The other day I wrote a
compelling and thorough hastily organized piece about the asinine coaching carousel in the NBA and how teams just keep pulling out old retreads. The Golden State Warriors bucked that trend by hiring ABC NBA analyst and former Indiana Pacers guard Mark Jackson as their new coach and the Detroit Pistons seemed to be on the right track to renovation by considering iconic franchise bad boy Bill Laimbeer for their vacant coaching gig.
But the Pistons are still mulling other options like former Indiana University
scumbag recruiter coach Kelvin Sampson and former Atlanta Hawks loser coach Mike Woodson. And now we can add to that list… Isiah Thomas.
*slams head against desk, signs Eddy Curry to a 10-year deal*
Thomas served as the New York’s president in a controversial reign from 2003-2008 that left him among the most hated sports figures in recent New York history.
That is not the case, however, in Detroit, where Thomas led the Pistons to back-to-back championships in 1989 and 1990. Widely regarded as the greatest player in franchise history, the Hall of Famer could return to a club that has suffered through three straight losing seasons.

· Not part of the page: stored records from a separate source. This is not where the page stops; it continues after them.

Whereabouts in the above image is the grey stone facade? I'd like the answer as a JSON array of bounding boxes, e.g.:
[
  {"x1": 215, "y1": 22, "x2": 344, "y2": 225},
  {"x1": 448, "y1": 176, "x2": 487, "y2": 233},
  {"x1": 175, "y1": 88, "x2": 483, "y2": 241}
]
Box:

While Thomas’ performance in the Knicks’ front office left much to be desired, he has enjoyed success as a coach. He led the Indiana Pacers to three consecutive playoff appearances from 2000-2003 and helped develop Jermaine O’Neal, Jalen Rose and Ron Artest into stars. It’s that success with young players that has the Pistons intrigued, according to sources.
In 2002, Thomas led the Pacers to a 34-15 start and was the coach of the Eastern Conference in the All-Star Game. However, the Pacers finished poorly and were eliminated in the first round for the third straight year, leading to Thomas’ firing. (ESPN)
Sorry, I don’t typically like to block quote that much, but this information deserves attention. This article was written by ESPN’s Chris Broussard, who is considered to be an expert in some circles. So I find myself scratching my head at this key statement:
… and helped develop Jermaine O’Neal, Jalen Rose and Ron Artest into stars.
My apologies to the people at Oxford, who now have to tremendously alter the definition of “stars”. Best of luck, Pistons fans. I’m sure there are still some support groups in New York if you can make the trip.